Salmo 24(23), procissão dominical e um Deus que não pode ser contido.

By | 5 de setembro de 2024

O Salmo que cantamos hoje na Missa é especial. É um dos salmos considerados parte de uma “Liturgia de procissão”, um canto de entrada no Templo. É possível que, em algum momento, esse e outros salmos tenham sido compostos para momentos especiais, como o traslado da Arca da Aliança para Jerusalém. Os salmos 15(14) e 24(23) são especialmente similares nesse sentido.

Qualquer idéia sobre o momento da composição é pura especulação, mas é mais que razoável supor que a composição seja em momentos especiais. Depois disso, como todo processo de orações e canções litúrgicas, esses momentos ou passam a ser lembrados especificamente, ou juntamente com atos contínuos que formam uma ‘memória’ religiosa e cultural que une ‘ecos’ da presença de Deus na história.

Por exemplo, é possível que o Salmo 24 tenha sido composto por Davi para o traslado da Arca até Jerusalém, mas também é possível que ele tenha composto o Salmo 15 para isso e, mais tarde, Salomão tenha composto o Salmo 24 para o traslado da Arca até o Santo dos Santos no recém-consagrado Templo e a ‘superinscrição’ que diz “de Davi. Um Salmo”, seja uma homenagem. Há uma diferença na escrita entre os salmos e, se estamos no terrono da especulação, talvez essa ordem seja mais significativa do que é possível afirmar tantos séculos depois. Algo entre “Salmo de Davi” e “de Davi. Um Salmo”, que poderia ser mais especificamente “para Davi” ou indicar uma tradição sobre adaptação de um canto antigo (o Salmo 15?). Seja como for, os salmos são claramente parte de um momento litúrgico específico, como uma ‘procissão de entrada’.

Não por acaso, a tradição dos rabinos (na Mishná) indica que o Salmo 24 era cantado (e ainda é em algumas tradições) aos domingos, na preparação para a semana). A Igreja Católica, por óbvio, não perdeu de vista a tradição litúrgica dos salmos e a idéia de uma preparação está por toda a nossa vida litúrgica. Das procissões à ‘preparação’ para se aproximar do Senhor com a ‘limpeza’ da Confissão.

Outro fato curioso do Salmo 24 é a bem observada questão teológica da ‘condescendência divina’. Em Teologia, isso se refere ao fato de que Deus se comunica conosco ao diminuir a Si mesmo para se fazer entender por nós, tão inferiores e limitados. O que muitos pensam ser invenção cristã muito posterior já está claramente no Salmo 24, ainda que simbolicamente.

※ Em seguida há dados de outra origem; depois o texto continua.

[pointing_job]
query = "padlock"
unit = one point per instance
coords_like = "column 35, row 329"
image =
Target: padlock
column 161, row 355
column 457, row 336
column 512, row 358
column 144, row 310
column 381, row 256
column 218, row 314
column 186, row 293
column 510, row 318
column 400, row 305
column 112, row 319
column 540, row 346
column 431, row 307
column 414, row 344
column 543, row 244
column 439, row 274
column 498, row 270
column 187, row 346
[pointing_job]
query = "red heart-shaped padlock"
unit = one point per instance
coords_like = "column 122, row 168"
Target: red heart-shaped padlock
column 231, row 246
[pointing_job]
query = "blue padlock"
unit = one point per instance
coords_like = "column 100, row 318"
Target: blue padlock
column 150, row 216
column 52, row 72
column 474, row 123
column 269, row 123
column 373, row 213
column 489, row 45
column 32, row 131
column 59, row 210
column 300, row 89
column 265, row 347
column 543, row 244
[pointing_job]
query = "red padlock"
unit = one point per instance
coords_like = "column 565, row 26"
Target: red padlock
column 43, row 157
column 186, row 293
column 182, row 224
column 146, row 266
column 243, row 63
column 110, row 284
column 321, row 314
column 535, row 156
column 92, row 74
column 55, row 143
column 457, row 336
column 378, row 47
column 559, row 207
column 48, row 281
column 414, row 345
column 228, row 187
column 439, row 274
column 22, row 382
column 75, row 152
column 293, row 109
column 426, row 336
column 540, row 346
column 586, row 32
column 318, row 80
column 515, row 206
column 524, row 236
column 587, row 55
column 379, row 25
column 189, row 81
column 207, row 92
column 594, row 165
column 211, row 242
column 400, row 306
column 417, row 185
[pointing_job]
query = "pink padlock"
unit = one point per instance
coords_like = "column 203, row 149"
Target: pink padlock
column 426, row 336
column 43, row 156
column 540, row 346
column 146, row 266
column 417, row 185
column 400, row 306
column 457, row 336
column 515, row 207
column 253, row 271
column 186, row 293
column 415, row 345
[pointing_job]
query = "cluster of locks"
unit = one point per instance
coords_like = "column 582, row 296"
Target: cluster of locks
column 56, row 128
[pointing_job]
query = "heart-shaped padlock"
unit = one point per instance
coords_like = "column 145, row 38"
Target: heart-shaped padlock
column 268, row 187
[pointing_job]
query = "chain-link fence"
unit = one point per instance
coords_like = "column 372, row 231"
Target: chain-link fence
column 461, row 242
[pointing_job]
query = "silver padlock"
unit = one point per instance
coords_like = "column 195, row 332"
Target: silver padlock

O salmista diz que é preciso “aumentar os portões”, por vezes traduzido como ‘levantar os portais’, que não expressa perfeitamente o sentido, na minha opinião. Afinal, toda a questão é que Deus é grande demais para entrar por portões humanos. Em outras palavras, mesmo o Templo sendo a ‘habitação de Deus’ até ali, o salmista expressa a certeza de que Deus não pode ser contido ou limitado por um espaço humano. Seria preciso “aumentar os portões” (parece especificamente uma referência ao Santo dos Santos) para Sua passagem.

Tudo isso parece perfeitamente cumprido e elevado em Cristo e na Liturgia da Igreja. Nós festejamos a entrada do Rei em Sua habitação, mas Ele não está contido ou limitado a um lugar específico; Ele está entre nós, mas nós podemos encontrá-Lo pessoalmente e com Ele ratificar nossa Comunhão na Igreja; Ele vem até nós apesar de nossa insignificância, esvaziando a Si mesmo e se fazendo escravo para ser o Senhor (Fl 2,5-11); e nos preparamos para encontrá-Lo nos limpando de nossos pecados; assim como celebramos Sua chegada e permanência em nossas vidas com música alegre e procissão solene.

Como eu sempre digo, a Liturgia é o ‘habitat natural’ da Sagrada Escritura, assim como a Igreja é o ‘habitat natural’ da presença divina. Nenhum esgota ou limita o outro, mas cumpre e, por condescendência divina, ajuda a nós, tão pequenos, a poder encontrar e nos fazer um com Ele que é amor (1Jo 4,8.16).

Quem, afinal, poderá subir ao monte do Senhor e permanecer em Sua habitação (Sl 24,3)? Se ao menos conseguíssemos não esquecer o assombro por tamanho privilégio para poder contar ao nosso próximo e levá-lo até o Senhor, poderíamos celebrar ainda melhor. Rezemos para tentar compreender quão maravilhosa é cada oportunidade de louvar o Senhor.